7. Hukuk Dairesi 2015/1866 E. , 2016/11495 K.
"İçtihat Metni"
Mahkemesi :İş Mahkemesi
Dava Türü : Alacak
YARGITAY İLAMI
Taraflar arasında görülen dava sonucunda verilen hükmün, Yargıtayca incelenmesi davalı vekili tarafından istenilmekle temyiz isteğinin süresinde olduğu anlaşıldı. Dosya incelendi, gereği görüşüldü:
1-Dosyadaki yazılara, hükmün Dairemizce de benimsenmiş bulunan yasal ve hukuksal gerekçeleriyle dayandığı maddi delillere ve özellikle bu delillerin takdirinde bir isabetsizlik görülmemesine göre davalının aşağıdaki bendin kapsamı dışında kalan temyiz itirazlarının reddine,
2-Davacı, davalı şirketin işlettiği otelin çamaşırhanesinde ütücü olarak mevsimlik işçi statüsünde çalıştığını, 18.11.2012 tarihinde iş akdinin askıya alındığını, askı süresi sonunda işe davet yazısı gönderildiğini, gönderilen yazıda otelin 2013 yılı mevsim çalışmasının 15.04.2013 tarihinde başlayacağının, mevsim çalışmasının başlamasından en geç 1 gün önce evraklarını tamamlayarak 14.04.2013 tarihinde otelin personel müdürlüğüne müracaat etmesi gerektiğinin belirtildiğini, 13.04.2013 tarihinde istenilen belgeleri hazırlayıp işe başlamak için müracaat ettiğinde işe başlatılmadığını iddia ederek kıdem ve ihbar tazminatı ile fazla çalışma alacaklarının davalıdan tahsilini talep etmiştir.

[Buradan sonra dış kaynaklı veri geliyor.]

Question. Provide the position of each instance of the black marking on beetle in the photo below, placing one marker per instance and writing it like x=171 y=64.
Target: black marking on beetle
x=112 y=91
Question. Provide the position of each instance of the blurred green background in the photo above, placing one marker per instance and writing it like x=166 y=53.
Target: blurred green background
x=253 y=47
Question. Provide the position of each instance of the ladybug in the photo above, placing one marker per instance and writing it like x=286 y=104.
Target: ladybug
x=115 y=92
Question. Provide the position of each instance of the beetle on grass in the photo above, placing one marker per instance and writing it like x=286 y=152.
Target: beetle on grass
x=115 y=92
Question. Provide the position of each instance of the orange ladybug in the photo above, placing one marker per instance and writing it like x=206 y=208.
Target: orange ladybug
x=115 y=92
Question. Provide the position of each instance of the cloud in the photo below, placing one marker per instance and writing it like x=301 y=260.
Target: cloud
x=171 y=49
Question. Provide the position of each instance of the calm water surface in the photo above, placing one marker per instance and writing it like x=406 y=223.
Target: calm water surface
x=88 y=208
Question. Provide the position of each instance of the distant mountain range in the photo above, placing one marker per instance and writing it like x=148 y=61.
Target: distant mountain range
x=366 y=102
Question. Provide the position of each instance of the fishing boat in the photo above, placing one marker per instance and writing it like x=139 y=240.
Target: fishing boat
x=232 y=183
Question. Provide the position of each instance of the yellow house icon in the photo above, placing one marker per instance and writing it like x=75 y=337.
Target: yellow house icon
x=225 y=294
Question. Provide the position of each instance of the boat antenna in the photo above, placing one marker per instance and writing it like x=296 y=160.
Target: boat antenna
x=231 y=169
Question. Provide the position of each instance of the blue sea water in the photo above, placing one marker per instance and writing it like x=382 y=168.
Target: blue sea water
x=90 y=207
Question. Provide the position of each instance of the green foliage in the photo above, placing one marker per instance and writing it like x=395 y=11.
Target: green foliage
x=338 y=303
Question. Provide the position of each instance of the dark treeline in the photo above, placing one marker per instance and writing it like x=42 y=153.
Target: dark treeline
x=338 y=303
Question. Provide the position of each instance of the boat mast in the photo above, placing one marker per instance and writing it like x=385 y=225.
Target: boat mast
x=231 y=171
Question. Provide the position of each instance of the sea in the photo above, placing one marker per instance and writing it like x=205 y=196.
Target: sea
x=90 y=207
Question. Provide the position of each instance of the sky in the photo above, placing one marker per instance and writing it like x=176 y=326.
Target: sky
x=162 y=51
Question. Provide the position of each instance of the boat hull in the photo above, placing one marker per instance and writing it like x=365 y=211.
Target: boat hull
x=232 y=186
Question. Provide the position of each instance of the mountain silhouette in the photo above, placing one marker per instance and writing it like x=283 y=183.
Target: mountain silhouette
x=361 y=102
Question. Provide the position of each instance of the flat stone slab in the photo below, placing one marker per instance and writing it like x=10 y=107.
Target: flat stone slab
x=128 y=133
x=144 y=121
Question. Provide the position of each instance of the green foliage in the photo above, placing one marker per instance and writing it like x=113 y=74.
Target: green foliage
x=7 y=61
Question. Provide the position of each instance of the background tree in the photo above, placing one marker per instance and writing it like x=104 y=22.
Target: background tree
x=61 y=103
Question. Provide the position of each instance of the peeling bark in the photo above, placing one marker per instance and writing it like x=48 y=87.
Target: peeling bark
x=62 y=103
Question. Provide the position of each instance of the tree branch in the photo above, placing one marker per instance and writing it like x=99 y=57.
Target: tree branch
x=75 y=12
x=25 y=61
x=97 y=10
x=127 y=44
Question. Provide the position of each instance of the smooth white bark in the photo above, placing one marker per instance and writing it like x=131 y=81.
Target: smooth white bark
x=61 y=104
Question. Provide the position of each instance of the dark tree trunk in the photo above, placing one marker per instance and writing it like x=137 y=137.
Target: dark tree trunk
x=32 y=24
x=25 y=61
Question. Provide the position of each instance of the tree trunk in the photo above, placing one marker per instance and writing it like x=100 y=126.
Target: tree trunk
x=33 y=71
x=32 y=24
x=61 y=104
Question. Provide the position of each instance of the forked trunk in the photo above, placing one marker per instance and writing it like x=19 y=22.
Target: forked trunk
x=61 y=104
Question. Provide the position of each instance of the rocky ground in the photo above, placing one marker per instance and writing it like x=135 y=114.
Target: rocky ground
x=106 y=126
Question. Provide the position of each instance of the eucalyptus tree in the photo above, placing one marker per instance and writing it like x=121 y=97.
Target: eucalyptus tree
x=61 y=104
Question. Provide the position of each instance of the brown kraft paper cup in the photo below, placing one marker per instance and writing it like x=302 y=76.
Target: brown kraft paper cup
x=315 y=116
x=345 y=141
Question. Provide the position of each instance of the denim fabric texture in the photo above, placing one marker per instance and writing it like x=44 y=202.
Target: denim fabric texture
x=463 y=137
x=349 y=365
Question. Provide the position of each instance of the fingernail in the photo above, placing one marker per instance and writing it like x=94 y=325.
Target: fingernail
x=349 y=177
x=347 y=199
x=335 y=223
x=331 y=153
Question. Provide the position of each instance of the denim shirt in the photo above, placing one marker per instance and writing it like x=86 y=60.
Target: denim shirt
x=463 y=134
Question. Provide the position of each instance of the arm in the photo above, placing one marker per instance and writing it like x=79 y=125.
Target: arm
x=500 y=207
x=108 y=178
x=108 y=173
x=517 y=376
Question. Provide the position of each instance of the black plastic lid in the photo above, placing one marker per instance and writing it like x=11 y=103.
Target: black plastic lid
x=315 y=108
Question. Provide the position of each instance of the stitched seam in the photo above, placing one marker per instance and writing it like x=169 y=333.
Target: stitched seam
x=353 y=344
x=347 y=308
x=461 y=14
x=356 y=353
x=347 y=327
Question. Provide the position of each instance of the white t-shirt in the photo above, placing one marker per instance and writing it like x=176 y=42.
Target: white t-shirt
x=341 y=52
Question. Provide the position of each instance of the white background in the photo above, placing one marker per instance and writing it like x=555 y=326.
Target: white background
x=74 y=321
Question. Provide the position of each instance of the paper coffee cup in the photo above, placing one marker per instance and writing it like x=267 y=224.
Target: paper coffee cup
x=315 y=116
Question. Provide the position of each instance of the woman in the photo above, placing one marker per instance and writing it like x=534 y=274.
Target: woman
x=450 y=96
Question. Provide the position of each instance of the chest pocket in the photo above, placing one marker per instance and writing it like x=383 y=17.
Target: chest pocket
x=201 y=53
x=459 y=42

Davalı, davacının mevsimlik iş sözleşmesi ile davalı işyerinde çalıştığını, iş akdinin 2012 yılı Kasım ayında askıya alındığını, yeni mevsim çalışması için gereken belgelerin teslimi amacıyla 14.04.2013 tarihine kadar müracaat edilmesi için tüm işçilere davet yazısı gönderildiğini, davacının da 13.04.2013 tarihinde işyerine geldiğini, 22.04.2013 tarihinde bölümlerin çalışmaya başlayacağının davacıya bildirildiğini, bunun üzerine davacının birlikte hareket ettiği diğer işçiler ile birlikte giriş işlemlerinin yapılması için gerekli belgeleri teslim etmeden işyerinden ayrıldığını, 22.04.2013 tarihinde bu işçilerin işe gelmemeleri üzerine..... Noterliğinden 24.04.2013 tarih ve 5666 sayılı ihtarnamenin keşide edildiğini, bu ihtarnamede mazeretleri bulunup bulunmadığının sorulduğunu ve yine Manavgat 6. Noterliğinden 03.05.2013 tarih ve 6145 sayılı ihtarnamenin keşide edildiğini, bu ihtarnamede çamaşırhanenin 22.04.2013 tarihinde çalışmaya başladığının, işçilerin iş başı yapmalarının halen mümkün olduğunun belirtildiğini, işçilerin yeniden işe davet edildiklerini, ancak davacı ve iş arkadaşlarının işe gelmediklerini, işyerinin her yıl aynı tarihlerde açılmadığını, çamaşırhane çalışanlarının mevsim başlangıcından bir süre önce ya da bir süre sonra kademeli olarak çalışmaya başladıklarını, önceki yıllarda da işe davet tarihinden önceki tarihlerde çamaşırhane elemanlarının göreve başladığı zamanlar olduğunu belirterek davanın reddini istemiştir.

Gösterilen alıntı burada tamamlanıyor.